The science and technology offshoot of Australia's Defence department is preparing to introduce a nation-wide policy governing science and IT related to national security.
The framework will include a policy outlining the Government’s strategic direction for national security-related IT innovation over the next ten years, and an accompanying “National Security S&T Program” aimed at delivering “tangible operational and capability outcomes” for national security agencies.
The framework is being developed, and later managed, by the DSTO and will be presented to the Government for consideration at some point this year.
In the meantime, the agency will spend the next month consulting with relevant stakeholders from government agencies, universities, research bodies and industry and taking feedback on a consultation paper outlining the development of the policy.
The previous Labor Government last introduced a cyber security strategy in 2009.
The aim of the new framework is to improve coordination and delivery of science and technology when addressing Australia's national security challenges. The DSTO wants the nation to respond to threats in a interdisciplinary and cross-sectoral manner “beyond the capability and capacity of any single agency’.
“The intention is to transition from poorly coordinated and under-resourced S&T effort to a collaborative co-investment approach between government, academia and industry that effectively and efficiently delivers innovative S&T solutions in priority national security areas for Australia,” the DTSO’s consultation paper states.
The DSTO is the lead agency for national security science and technology, a role it was given in February 2012 after the then-Labor Government transferred the function out of the Department of Prime Minister and Cabinet into Defence.
The DSTO said a 2013 survey into the types of challenges facing national security agencies in regards to IT and science revealed deficiencies in transparency, visibility and accessibility of science and technology efforts and expertise.
The DSTO will rely heavily on a 2009 “National Security Science and Innovation Strategy” released by the Federal Government - which failed to get funding and was not implemented - in creating its new framework.
The new framework will align with current Government priorities, namely improving foreign affairs in the region, tackling terrorism and serious and organised crime, improving border security, and strengthening Australia’s alliance with the US.
“The policy must create the environment and mechanisms to facilitate a more coherent whole-of-government coordinated approach to delivering national security S&T. Currently, there is no national, strategic and coordinated approach to planning and funding S&T to support national security in the most efficient manner.”
- DSTO discussion paper.
The national security S&T policy will lay out the Government's priorities for the next decade, establish a governance framework, champion shared public and private investment, and offer a means to scale investment between times of immediate and longer-term security challenges.
“This serves three important purposes.
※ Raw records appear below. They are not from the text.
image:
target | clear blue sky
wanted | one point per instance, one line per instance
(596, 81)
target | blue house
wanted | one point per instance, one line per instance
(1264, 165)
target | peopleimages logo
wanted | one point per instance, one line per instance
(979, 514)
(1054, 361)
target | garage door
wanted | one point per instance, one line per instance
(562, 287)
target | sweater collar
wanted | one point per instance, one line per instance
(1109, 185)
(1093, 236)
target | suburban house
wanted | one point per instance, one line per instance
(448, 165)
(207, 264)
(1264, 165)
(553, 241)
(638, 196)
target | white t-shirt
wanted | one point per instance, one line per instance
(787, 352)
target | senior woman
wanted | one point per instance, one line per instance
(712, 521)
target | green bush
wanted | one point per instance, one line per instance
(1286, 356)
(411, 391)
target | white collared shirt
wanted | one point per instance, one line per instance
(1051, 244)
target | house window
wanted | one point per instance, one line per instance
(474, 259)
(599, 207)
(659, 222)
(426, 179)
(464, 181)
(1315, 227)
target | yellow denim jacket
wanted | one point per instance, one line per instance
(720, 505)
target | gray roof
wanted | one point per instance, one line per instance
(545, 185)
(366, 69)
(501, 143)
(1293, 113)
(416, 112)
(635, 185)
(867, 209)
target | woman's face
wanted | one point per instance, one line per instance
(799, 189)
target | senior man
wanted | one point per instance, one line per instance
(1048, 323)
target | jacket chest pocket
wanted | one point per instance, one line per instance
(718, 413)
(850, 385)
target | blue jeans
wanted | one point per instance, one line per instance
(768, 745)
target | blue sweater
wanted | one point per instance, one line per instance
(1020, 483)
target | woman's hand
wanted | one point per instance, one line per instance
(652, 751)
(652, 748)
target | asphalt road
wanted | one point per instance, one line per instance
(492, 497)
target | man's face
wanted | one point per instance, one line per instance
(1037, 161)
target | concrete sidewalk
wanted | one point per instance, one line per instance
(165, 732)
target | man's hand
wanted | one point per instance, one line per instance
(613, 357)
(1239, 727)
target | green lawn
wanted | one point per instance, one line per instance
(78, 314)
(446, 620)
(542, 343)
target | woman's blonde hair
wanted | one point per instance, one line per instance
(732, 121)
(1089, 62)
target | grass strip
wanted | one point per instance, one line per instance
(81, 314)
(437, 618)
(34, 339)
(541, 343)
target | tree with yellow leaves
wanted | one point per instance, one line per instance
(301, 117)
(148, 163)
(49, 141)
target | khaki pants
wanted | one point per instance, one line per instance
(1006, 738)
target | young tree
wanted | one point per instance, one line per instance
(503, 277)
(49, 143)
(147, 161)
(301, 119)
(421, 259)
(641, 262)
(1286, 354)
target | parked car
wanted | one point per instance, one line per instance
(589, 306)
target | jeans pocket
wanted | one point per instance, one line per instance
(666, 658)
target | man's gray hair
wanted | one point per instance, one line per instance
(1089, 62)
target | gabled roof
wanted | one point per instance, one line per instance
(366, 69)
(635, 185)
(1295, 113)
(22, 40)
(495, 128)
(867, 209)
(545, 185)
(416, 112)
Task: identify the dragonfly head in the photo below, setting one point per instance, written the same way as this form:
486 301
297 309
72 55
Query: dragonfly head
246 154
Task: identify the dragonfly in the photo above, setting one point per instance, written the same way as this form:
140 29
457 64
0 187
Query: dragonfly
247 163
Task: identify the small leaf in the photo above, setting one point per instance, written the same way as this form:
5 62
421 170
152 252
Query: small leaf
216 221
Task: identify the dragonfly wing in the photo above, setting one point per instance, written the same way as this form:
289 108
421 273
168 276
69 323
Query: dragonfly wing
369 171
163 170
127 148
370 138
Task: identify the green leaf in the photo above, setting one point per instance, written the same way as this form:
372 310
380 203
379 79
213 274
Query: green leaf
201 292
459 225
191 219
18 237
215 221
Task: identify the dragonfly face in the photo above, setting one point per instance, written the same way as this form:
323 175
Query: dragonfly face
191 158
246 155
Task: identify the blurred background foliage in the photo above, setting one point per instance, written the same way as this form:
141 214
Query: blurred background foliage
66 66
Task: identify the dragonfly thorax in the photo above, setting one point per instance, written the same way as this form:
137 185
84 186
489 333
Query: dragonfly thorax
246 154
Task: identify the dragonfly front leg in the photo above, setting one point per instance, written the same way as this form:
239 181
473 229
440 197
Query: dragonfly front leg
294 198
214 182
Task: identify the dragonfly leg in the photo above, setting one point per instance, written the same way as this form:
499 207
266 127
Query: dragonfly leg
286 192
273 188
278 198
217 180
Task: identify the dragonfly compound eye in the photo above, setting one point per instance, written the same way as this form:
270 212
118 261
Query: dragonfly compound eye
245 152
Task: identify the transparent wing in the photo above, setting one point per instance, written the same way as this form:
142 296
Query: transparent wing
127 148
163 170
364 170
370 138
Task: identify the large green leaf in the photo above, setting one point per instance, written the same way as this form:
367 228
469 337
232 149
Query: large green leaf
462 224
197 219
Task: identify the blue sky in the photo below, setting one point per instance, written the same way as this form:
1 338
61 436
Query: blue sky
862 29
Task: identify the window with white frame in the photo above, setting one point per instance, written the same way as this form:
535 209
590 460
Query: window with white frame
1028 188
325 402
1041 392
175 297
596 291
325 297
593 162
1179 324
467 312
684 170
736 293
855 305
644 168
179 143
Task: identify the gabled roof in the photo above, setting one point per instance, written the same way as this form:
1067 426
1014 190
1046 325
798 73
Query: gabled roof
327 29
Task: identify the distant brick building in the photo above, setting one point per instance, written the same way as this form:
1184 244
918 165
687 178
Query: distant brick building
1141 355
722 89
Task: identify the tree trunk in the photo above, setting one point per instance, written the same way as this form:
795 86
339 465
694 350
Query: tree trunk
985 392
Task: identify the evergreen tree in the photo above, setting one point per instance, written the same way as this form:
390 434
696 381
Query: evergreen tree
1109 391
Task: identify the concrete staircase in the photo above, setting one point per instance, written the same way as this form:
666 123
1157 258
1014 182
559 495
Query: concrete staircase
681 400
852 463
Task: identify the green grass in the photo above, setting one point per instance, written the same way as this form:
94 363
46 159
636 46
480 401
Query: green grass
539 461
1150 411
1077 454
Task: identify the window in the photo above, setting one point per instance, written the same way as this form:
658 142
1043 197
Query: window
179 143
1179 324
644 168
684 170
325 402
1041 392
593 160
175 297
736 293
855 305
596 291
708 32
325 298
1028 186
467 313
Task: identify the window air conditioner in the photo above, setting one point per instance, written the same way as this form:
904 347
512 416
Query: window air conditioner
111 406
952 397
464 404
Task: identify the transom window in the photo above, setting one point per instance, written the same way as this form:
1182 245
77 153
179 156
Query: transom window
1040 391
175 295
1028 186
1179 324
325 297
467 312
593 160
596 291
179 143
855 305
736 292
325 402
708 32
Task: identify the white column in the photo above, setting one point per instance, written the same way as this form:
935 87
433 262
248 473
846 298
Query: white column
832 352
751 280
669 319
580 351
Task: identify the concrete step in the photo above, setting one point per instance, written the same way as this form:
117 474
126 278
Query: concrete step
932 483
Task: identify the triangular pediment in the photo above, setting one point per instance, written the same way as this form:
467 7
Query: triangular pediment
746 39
First, it will ensure our S&T efforts are directed to our most significant national security challenges. Second, it will guide the allocation of resources towards addressing Australia’s most pressing national security priorities. Third, it will help give universities, industry and other S&T providers’ clarity and some certainty around where they can focus and best serve Australia’s national security agencies.”
- DSTO discussion paper.
Such a framework will be significant in light of a “number of complex” national security problems facing Australia over the next ten years, the DSTO said, which will require significant support and resourcing across both the public and private sector.
It singled out the ready availability of new technology like 3D printing to those with malicious intent, weapons of mass destruction, harmful cyber activity, espionage and bioengineering as challenges the country will face.
The five themes proposed by the DSTO as priorities for the framework - all open to discussion - included cyber security, intelligence exploitation (agencies’ ability to extract intelligence from a “deluge” of data), border security and identity management, the ability to respond to and protect citizens from national security incidents, and investigative support and analysis (technology supporting nationally significant investigations).
Oversight of the national security S&T program will be delivered via a two-tiered arrangement involving a steering committee and working groups.
The DSTO proposed the steering committee - which would advise on investment priorities and be led by Chief Defence Scientist Dr Alexander Zelinsky - should be made up of representatives from Defence, Attorney-General, Industry, and Prime Minister and Cabinet departments as well from ASIO, the AFP, Customs, CSIRO, and ANSTO.
The committee would oversee working groups tasked with collating requirements from user agencies and determining the most appropriate response within specific areas of the priorities listed in the framework. They will also facilitate information sharing across relevant agencies.